I bought a carport to use as a goat barn.
It is 18x21. I got 2 sides included, so all I needed to do was finish the front and back.
I am also going to divide the inside into two loafing areas and a milking area along with a 6x6 kid stall.
Here's my progress so far.


----------



## SheepGirl (Feb 27, 2012)

Good idea


----------



## hcppam (Feb 27, 2012)

very nice!


----------



## marlowmanor (Feb 27, 2012)

DH and I have thought about getting an old carport and using it as a goat shelter. Definately will be following this thread.


----------



## GLENMAR (Feb 28, 2012)

Thanks. We are going to finish the inside next. May wait to finish the top of the front until after the summer heat.
I will post pictures of the progress.


----------



## GLENMAR (Jun 13, 2012)

Here's the inside of the barn so far. I am leaving the ends fairly open at least until winter.
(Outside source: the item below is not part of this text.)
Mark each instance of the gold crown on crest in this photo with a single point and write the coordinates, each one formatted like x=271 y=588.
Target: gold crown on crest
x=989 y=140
Iris looking into milking area from one of the two loafing stalls.





Stella was in the milking area looking into the loafing stall. I am going to brick in the floor of the milking area.





Loafing stall





Second loafing stall with hay rack.


----------



## Catahoula (Jun 13, 2012)

GLENMAR said:
			
		

> Here's the inside of the barn so far. I am leaving the ends fairly open at least until winter.
> 
> 
> Iris looking into milking area from one of the two loafing stalls.
> ...


Thanks for updating your carport/barn.


----------



## hcppam (Jun 14, 2012)

You have really done a great job!


----------



## TTs Chicks (Jun 14, 2012)

very nice - I would love to do this.


----------



## SheepGirl (Jun 14, 2012)

It's really looking spiffy!


----------



## Straw Hat Kikos (Jun 14, 2012)

Very nice!! I know someone that used a cinder-block car port (it's like a 1 1/2 car carport) and made it into a chicken coop. It's all closed in with cinder-blocks (except the font, of course) and has a concrete pad, which makes it pretty easy to clean.


----------



## GLENMAR (Jun 14, 2012)

Thanks. We still have a little work to do on it.


----------



## autumnprairie (Jun 14, 2012)

I love it


----------



## Mossy Stone Farm (Jun 15, 2012)

what a great idea, i love it...It looks great!


----------